The lowest-mercury options, safe to eat two to three servings per week, include salmon, sardines, shrimp, tilapia, cod, catfish, pollock, trout, herring, anchovies, clams, crab, scallops, and canned light tuna. These should be your staples.

Moderate-mercury fish, best limited to one serving per week, include halibut, grouper, snapper, mahi mahi, albacore (white) tuna, and yellowfin tuna.

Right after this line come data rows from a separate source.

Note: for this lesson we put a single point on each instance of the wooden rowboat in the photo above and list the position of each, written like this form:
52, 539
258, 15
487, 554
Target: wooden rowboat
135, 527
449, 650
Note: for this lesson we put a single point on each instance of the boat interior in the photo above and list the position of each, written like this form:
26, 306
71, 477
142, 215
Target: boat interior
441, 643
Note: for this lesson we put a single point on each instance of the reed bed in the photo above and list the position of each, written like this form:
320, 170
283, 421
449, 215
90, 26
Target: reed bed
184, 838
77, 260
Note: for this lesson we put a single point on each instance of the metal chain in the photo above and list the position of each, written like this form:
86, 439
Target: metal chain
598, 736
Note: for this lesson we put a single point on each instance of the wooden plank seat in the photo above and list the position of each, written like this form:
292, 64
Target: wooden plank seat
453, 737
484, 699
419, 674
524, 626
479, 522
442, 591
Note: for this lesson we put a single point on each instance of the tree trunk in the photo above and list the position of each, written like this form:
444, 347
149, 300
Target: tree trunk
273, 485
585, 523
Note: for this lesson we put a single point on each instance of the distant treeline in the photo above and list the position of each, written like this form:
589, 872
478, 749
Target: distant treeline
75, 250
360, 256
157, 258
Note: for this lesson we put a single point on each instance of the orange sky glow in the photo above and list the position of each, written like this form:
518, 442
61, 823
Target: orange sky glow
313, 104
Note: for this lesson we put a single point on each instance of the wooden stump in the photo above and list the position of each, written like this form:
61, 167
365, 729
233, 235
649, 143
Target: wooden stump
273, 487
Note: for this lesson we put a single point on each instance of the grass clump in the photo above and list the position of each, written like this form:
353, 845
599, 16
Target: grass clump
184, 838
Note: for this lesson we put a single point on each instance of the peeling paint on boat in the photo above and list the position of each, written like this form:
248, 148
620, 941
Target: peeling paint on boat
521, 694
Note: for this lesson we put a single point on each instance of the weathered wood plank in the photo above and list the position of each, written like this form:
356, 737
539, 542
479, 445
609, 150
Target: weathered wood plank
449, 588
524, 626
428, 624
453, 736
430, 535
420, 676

Seven types of fish should be avoided entirely due to high mercury levels: king mackerel, marlin, orange roughy, shark, swordfish, Gulf of Mexico tilefish, and bigeye tuna. These are particularly important to skip during pregnancy and for young children. A serving size is roughly the size of your palm, or about 4 ounces for adults.

Nutrients to Watch

Pescatarians are in a better position than vegans or vegetarians when it comes to certain nutrients, but gaps can still develop depending on food choices.

Iron is the most common concern. There are two forms of dietary iron: heme iron (found only in animal tissue) and non-heme iron (found in plants). Heme iron is absorbed at rates of 13 to 35%, while non-heme iron absorption drops to 2 to 20%. Fish and shellfish do contain heme iron, but in smaller amounts than red meat. If you’re relying heavily on plant foods with only occasional fish, your iron intake may fall short. Whole grains, legumes, and nuts contain iron but also contain phytic acid, which blocks absorption. Pairing these foods with vitamin C (citrus, bell peppers, tomatoes) significantly improves how much iron your body actually takes in.

Vitamin B12 is less of a worry for pescatarians than for vegans, since fish and shellfish are good sources. Clams, in particular, are one of the richest B12 foods available. If you also eat eggs and dairy, B12 deficiency is unlikely.

Zinc can be marginally low on any diet that excludes red meat, which is one of the most concentrated zinc sources. Shellfish (especially oysters), legumes, nuts, and seeds help fill the gap, though plant-based zinc is less efficiently absorbed for the same reasons as iron.

For most pescatarians who eat a varied diet with regular seafood, these nutrient concerns are manageable without supplements. The key is variety: rotating through different types of fish, mixing in shellfish, and eating plenty of colorful produce alongside whole grains and legumes.